Figure 3.

Effect of vitronectin isoforms on endogenous endothelial PAI-1 protein expression and deposition. HUVECs were incubated for 24 h with input (i) including VTN_rs704: C, VTN_rs704: T, or the same volume of control eluate (control), respectively. (A) Input, cells and ECMs were subjected to immunoblot (IB) analysis with antibodies against vitronectin, PAI-1 and ACTB. Endogenous PAI-1 is recognizable as a major molecular weight species of approximately 50 kDa, consistent with previous reports of glycosylated PAI-1 as a 50–54 kDa molecular weight species [46,47]. Arrowheads indicate different fractions of recombinant vitronectin after its proteolytic cleavages (white arrows: cleavage between aa Arg398 and Ala399, black arrows: cleavage between aa Arg380 and Ser381) by endogenously expressed endoproteases.
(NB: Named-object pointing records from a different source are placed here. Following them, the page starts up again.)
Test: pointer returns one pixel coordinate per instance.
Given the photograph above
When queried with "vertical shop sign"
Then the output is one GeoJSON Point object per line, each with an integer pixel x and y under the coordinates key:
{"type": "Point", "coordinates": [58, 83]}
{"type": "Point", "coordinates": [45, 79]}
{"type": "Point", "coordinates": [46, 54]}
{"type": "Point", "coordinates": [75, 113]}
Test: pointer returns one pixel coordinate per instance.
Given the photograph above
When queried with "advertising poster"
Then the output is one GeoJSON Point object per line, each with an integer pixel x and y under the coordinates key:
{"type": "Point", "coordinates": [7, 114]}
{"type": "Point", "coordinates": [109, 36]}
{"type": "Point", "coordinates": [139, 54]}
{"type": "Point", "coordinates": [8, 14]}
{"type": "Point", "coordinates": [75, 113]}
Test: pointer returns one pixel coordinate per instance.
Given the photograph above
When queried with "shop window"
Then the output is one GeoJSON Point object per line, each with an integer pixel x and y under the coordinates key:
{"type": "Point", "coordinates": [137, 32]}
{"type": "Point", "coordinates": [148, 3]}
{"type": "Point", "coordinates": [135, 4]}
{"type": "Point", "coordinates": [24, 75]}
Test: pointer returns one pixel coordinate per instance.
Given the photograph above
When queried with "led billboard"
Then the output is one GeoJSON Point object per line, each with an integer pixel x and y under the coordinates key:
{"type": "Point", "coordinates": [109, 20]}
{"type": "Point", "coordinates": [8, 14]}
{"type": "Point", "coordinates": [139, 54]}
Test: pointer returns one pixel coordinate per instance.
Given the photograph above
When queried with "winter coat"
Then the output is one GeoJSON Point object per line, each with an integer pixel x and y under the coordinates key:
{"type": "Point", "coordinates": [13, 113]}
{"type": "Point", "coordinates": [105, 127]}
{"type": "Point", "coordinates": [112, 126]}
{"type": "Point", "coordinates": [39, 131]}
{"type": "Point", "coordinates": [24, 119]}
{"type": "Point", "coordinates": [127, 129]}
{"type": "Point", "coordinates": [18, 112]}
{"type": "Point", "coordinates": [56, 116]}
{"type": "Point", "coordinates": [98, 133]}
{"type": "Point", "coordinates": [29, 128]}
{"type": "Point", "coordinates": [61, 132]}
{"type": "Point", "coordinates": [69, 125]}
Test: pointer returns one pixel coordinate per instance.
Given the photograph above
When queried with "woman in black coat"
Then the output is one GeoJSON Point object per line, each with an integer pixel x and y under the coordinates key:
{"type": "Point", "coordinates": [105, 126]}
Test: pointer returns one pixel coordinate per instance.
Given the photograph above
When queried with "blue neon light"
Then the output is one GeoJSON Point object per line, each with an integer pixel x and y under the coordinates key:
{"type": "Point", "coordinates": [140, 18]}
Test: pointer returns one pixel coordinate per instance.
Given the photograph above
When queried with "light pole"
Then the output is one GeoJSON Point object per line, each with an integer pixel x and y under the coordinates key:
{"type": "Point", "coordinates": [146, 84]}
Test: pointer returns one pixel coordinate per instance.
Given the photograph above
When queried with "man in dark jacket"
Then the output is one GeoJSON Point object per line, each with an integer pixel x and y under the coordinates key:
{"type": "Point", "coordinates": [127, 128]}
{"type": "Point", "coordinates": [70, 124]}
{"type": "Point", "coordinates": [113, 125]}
In contrast to VTN_rs704: C that stains as a mixture of a single polypeptide chain (about 75 kDa) and a clipped form (two chains of 65 and 10 kDa, held together by disulfide bonds, with the 10 kDa chain not detectable within this experimental setup), VTN_rs704: T is less susceptible to the proteolytic cleavage at Arg398-Ala399 indicated by a higher proportion of the uncleaved 75 kDa protein [8,32]. Molecular weights of approximately 63 kDa (black arrows) depict vitronectin fragments resulting from cleavage at Arg380-Ser381, as described in [50]. PAI-1 signals were densitometrically quantified and normalized against ACTB. Data represent the mean ± SD of nine biological replicates, calibrated against the PAI-1 signals obtained after VTN_rs704: C addition. Asterisks indicate statistically significant differences (* p < 0.05, Kruskal–Wallis test, followed by Dunn’s multiple comparison test with Bonferroni correction). (B) mRNA was isolated and PAI-1 expression determined by qRT-PCR. Data represent the mean ± SD of six biological replicates, calibrated against the control.